I stopped eating and looked at him. Transmission from USS Pledge guy: His mother didn’t want him to go to war. She thought it was wrong. She blamed him for his injury for the rest of her life.
“A cult? That’s interesting,” I said. “I never knew anyone in a cult.” I wasn’t really following as he spoke. I thought the grandson he was talking about was some far-off grandson on the West Coast or something, and the cult was like those unicorn-loving people Dad’s mother ran off with. But then I remembered who he was—who his grandson was.
“I think all they teach the kids out there is how to freeload off the government. Because…”
“That place is a cult?” I asked. I put my calzone down. “The place out by the lake? With all the RVs?”
“I used to call the cops and ask if I could at least get my grandson out. No luck.”
“What’s your grandson’s name?” I asked again.
He lowered his eyebrows. “You’re not one of them, are you?”
“No.”
“His name is Richard. After me! Can you believe that?”
“I know him,” I said. “I’ve met him a few times.” He looked at me like this hurt him—me knowing Rick better than he did. “I’ll say hi to him if you want.”
“I wish you’d just smuggle him out,” he said. He was joking now, smiling and eating his calzone. “Or maybe you can tell him about the Pledge and how I ended up in this chair. I don’t think he knows, and I bet my idiot son never told him the truth, either.”
“I’ll do it next time I see him,” I said. Then I picked up my camera. “I don’t usually do this, but do you mind if I take a few pictures of you?”
He let me and I snapped a bunch of him at different exposures because I wanted to capture every age spot on his face and every wrinkle. He was a good-looking man for over eighty years old. I told him that.
“It’s not nice to tease senior citizens,” he said.
“I’m not teasing.
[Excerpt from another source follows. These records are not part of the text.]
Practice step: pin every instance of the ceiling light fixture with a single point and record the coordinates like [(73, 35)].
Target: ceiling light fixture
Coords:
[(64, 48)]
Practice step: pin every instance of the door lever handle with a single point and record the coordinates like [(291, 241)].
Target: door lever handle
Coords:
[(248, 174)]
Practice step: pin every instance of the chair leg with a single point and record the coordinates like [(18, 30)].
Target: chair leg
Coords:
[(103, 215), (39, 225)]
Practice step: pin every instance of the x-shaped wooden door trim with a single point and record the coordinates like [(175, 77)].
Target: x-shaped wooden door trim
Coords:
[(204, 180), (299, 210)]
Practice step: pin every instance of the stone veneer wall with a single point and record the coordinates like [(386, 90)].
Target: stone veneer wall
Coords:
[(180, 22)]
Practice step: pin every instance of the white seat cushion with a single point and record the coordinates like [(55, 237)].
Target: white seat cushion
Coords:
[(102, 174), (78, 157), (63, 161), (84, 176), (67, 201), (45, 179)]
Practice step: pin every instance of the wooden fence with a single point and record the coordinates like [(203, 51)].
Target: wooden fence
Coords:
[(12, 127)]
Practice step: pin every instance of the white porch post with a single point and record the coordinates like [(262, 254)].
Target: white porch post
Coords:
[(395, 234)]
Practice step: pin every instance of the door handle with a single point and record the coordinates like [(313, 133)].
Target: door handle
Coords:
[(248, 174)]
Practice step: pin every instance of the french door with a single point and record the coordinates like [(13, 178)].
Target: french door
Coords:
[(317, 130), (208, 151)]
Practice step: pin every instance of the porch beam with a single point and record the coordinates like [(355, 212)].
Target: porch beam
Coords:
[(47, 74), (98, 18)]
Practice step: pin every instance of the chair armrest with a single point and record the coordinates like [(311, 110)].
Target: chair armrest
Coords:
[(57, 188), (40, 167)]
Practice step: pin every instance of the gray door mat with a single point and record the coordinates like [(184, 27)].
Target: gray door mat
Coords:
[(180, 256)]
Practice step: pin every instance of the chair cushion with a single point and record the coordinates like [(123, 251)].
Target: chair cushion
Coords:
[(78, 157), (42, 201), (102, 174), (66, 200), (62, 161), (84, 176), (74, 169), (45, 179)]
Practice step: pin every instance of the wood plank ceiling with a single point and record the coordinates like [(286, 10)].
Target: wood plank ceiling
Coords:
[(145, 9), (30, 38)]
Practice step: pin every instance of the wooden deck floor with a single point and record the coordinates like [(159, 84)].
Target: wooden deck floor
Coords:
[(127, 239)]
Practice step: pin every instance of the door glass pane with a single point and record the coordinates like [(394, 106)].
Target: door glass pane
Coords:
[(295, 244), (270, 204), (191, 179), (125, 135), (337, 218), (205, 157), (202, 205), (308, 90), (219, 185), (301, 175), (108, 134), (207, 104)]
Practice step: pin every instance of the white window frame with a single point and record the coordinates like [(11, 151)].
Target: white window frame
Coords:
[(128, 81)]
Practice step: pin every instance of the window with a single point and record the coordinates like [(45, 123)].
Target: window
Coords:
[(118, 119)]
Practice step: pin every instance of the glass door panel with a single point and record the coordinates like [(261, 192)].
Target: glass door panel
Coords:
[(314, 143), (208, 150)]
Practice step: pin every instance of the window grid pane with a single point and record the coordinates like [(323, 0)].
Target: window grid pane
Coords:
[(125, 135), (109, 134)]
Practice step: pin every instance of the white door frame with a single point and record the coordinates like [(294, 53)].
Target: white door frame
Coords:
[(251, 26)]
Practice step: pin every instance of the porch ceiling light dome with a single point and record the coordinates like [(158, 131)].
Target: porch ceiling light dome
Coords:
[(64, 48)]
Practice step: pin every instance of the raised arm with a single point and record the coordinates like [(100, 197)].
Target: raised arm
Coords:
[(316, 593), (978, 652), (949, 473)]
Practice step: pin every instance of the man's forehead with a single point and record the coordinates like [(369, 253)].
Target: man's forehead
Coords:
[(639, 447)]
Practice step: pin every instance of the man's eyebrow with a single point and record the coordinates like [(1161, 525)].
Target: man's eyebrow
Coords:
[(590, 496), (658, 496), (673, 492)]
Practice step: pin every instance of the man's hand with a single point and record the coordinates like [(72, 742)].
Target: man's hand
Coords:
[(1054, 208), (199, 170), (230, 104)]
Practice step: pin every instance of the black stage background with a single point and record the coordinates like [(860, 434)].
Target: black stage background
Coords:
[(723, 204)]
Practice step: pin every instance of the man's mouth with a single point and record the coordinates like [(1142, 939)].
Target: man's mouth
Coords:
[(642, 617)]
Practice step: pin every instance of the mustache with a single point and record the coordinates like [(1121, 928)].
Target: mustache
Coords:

I bet you were one handsome kid when you were my age.”
“Tell you the truth, I had acne and I was awkward on my feet. Never good at sports or dancing. Always good at math.”
I lowered the camera and looked at him, and I was hit with something I couldn’t describe. It was a mix of panic attack and transmission.
What I saw made me light-headed. It made me dizzy. Made me nauseous.
Transmission from wheelchair-bound Richard USS Pledge guy:
I will be in the tunnel.
Glory O’Brien with stark white hair and wearing men’s combat pants. I will be in the tunnel as it fills with smoke.
I will be with Peter, also white-haired and combat-geared, and a male child.
Behind us will stand about twenty exiles with masks on to block out the smoke. In front of us will stand Nedrick the Sanctimonious’s red-pickup-truck-driving right-hand man. He will be holding a flamethrower. The boy? Will be his boy. He will have curly hair and psoriasis. He will have bare feet because his mother will have been forced to live in the trees for the last three years. He will recognize his father and plead with him not to burn us. His father will choose to burn us anyway because I will be the leader of the resistance, and I will be enemy number one.
The Sniper. Far more important than some bastard son.
“Are you okay?” someone asked me. It could have been anyone.
“Glory?” That was Peter.
Somebody caught me as I slumped out of my chair.
Richard USS Pledge said, “Give the poor girl some air.”